Bin Cao, Xin Chen, T. C. Edwin Cheng, Yuanguang Zhong, Yong‐Wu Zhou

Inventory and financial strategies of capital‐constrained firms under limited joint liability financing

  • Management of Technology and Innovation
  • Industrial and Manufacturing Engineering
  • Management Science and Operations Research

This paper studies the operations and financial decisions of two capital‐constrained firms via a limited joint liability (LJL) financing scheme offered by a bank with a menu of loan terms including interest rate and leverage ratio/credit line. To explicitly assess the value of LJL financing, we assume that the firms either use LJL financing scheme or traditional individual financing scheme to finance their operations.

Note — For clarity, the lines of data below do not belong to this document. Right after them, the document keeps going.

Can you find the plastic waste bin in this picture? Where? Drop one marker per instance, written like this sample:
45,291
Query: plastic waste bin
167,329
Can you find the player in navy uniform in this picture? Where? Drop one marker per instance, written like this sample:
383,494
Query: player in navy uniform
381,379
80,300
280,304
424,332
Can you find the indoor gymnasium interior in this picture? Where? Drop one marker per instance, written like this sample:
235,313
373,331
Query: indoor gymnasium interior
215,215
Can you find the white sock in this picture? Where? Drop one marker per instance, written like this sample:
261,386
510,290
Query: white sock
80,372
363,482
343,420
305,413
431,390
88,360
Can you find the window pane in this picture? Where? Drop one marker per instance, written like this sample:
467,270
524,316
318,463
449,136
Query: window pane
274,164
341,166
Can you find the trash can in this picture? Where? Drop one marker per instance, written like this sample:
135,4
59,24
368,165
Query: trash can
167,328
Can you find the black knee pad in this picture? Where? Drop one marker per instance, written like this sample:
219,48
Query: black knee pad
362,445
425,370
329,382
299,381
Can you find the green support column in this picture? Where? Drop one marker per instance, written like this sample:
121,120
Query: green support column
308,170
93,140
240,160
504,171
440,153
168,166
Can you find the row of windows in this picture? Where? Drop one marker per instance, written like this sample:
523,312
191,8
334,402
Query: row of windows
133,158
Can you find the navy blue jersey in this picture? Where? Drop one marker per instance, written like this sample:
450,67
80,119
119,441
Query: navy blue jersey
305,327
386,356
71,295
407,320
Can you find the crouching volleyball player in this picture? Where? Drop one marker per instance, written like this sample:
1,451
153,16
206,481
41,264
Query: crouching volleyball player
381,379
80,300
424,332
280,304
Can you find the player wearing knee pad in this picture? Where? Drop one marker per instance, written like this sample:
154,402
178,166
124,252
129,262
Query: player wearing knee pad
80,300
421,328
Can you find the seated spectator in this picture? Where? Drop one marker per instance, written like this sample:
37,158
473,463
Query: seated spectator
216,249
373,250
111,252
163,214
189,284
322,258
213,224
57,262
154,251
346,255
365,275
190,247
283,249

Under LJL financing scheme, we construct a non‐cooperative game model in which the two firms separately determine their own inventory decision to serve random demand, according to the prior joint liability agreement between the two firms and the bank. We prove that the non‐cooperative game between the two firms under the LJL financing scheme is a supermodular, and thus establish the existence of equilibrium inventory decisions of the firms. We then characterize the optimal loan terms of the profit‐seeking bank under the proposed two financing schemes. Our results show that the joint‐liability mechanism of the LJL financing scheme always induces the firms to overinvest in their ordering decisions (relative to the case of the individual financing scheme), which reveals that the endogenous financial terms of the LJL financing scheme have a positive effect on the firms' operational decisions. Importantly, we provide conditions under which the loan terms of the proposed two financing schemes can be properly set by the bank to make the LJL financing scheme more beneficial to the bank and the two firms, and the bank offering this financing scheme can obtain two additional benefits—that is, a higher probability of recouping all the loans and a lower profit risk (i.e., the standard derivation of the bank's random total profit), compared to individual financing scheme. The research findings provide managerial insights for a profit‐seeking bank on how to offer financial loans to capital‐constrained firms and for those capital‐constrained firms on how to cooperate with one another.